8TH INTERNATIONAL CONFERENCE ON CONCENTRATING PHOTOVOLTAIC SYSTEMS: CPV-8 | 2012
Tobias Gerstmaier; Sascha van Riesen; Jan Schulz-Gericke; Andreas Gombert; Tanja Behrendt; Elke Lorenz; Marc Steiner; Michael Schachtner; Gerald Siefer; Andreas W. Bett
This paper aims at assessing the accuracy of different solar forecasting methods in the case of an insular context. Two sites of La Reunion Island, Le Tampon and Saint-Pierre, are chosen to do the benchmarking exercise. Reunion Island is a tropical island with a complex orography where cloud processes are mainly governed by local dynamics. As a consequence, Reunion Island exhibits numerous micro-climates. The two aforementioned sites are quite representative of the challenging character of solar forecasting in the case of a tropical island with complex orography. Hence, although distant from only 10 km, these two sites exhibit very different sky conditions. This work focuses on day-ahead and intra-day solar forecasting. Day-ahead solar forecasts are provided by the European Center for Medium-Range Weather Forecast (ECMWF). This organization maintains and runs the Numerical Weather Prediction (NWP) model named Integrated Forecast System (IFS).
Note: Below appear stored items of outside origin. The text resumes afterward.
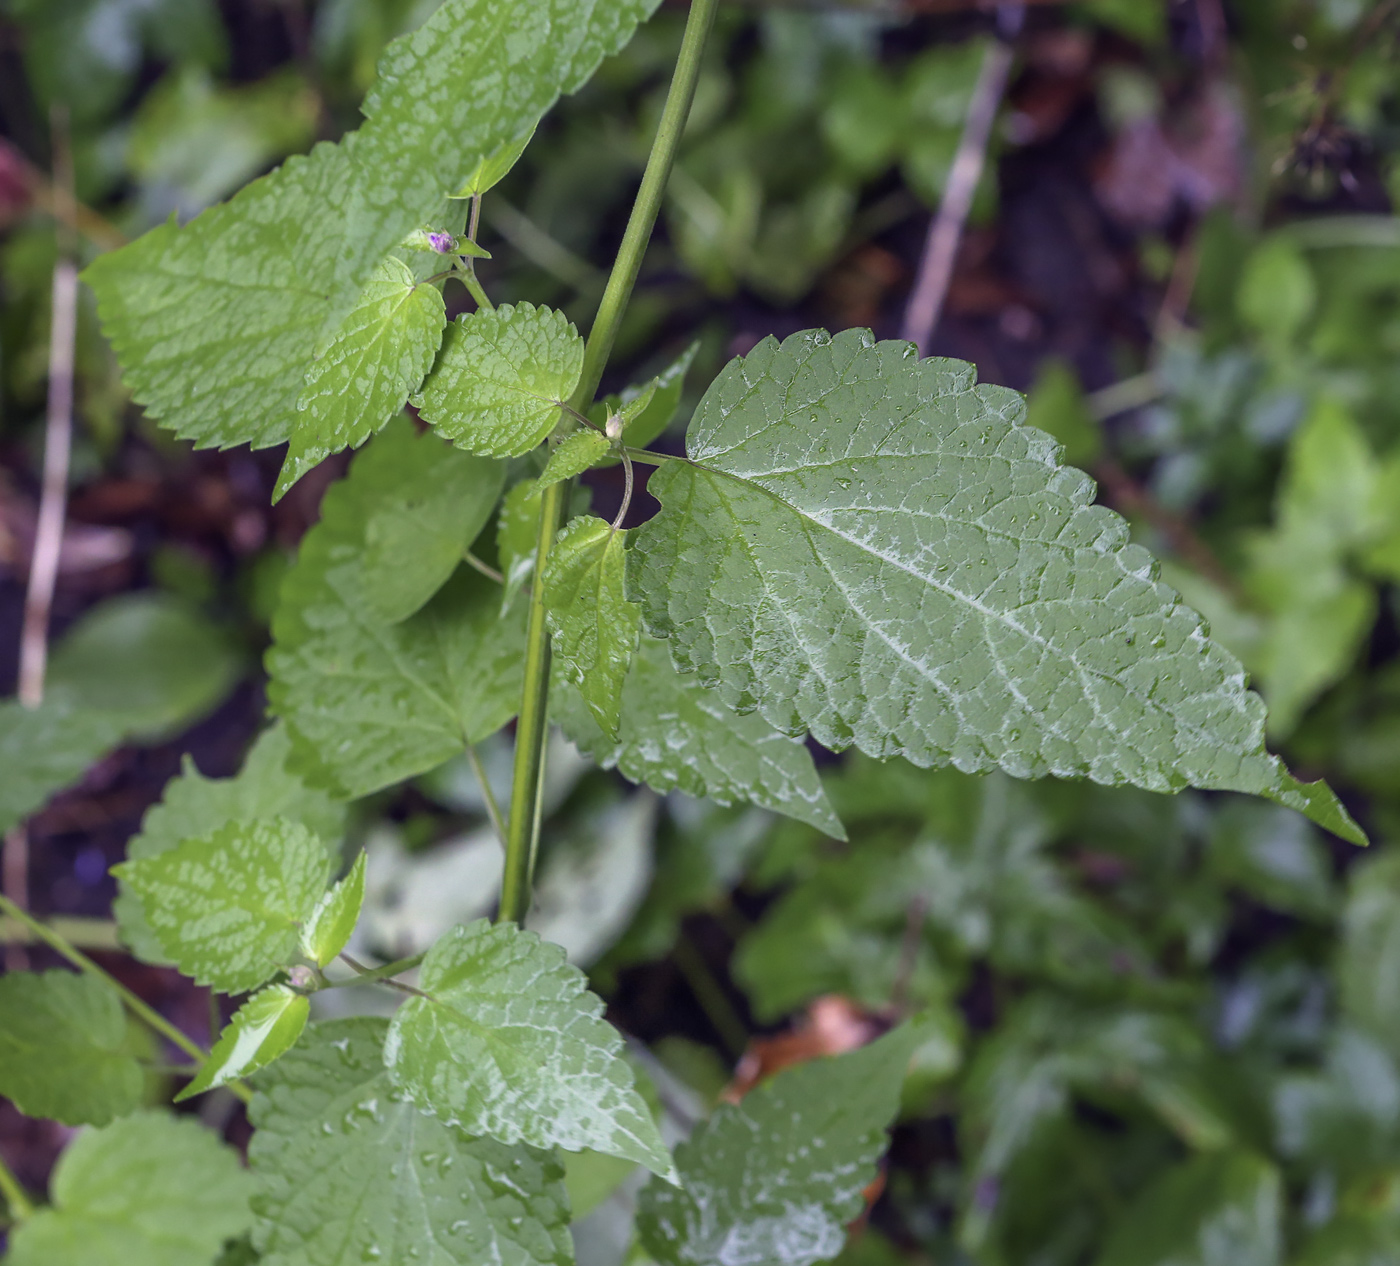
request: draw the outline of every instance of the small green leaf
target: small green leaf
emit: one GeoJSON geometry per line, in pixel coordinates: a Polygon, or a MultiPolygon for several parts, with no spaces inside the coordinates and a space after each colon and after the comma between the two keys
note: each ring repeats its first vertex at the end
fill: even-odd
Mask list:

In this work, post-processing techniques are applied to refine the output of the IFS model for day-ahead forecasting. Statistical models like a recursive linear model or a nonlinear model such as an artificial neural network are used to produce the intra-day solar forecasts. It is shown that a combination of the IFS model and the neural network model further improves the accuracy of the forecasts.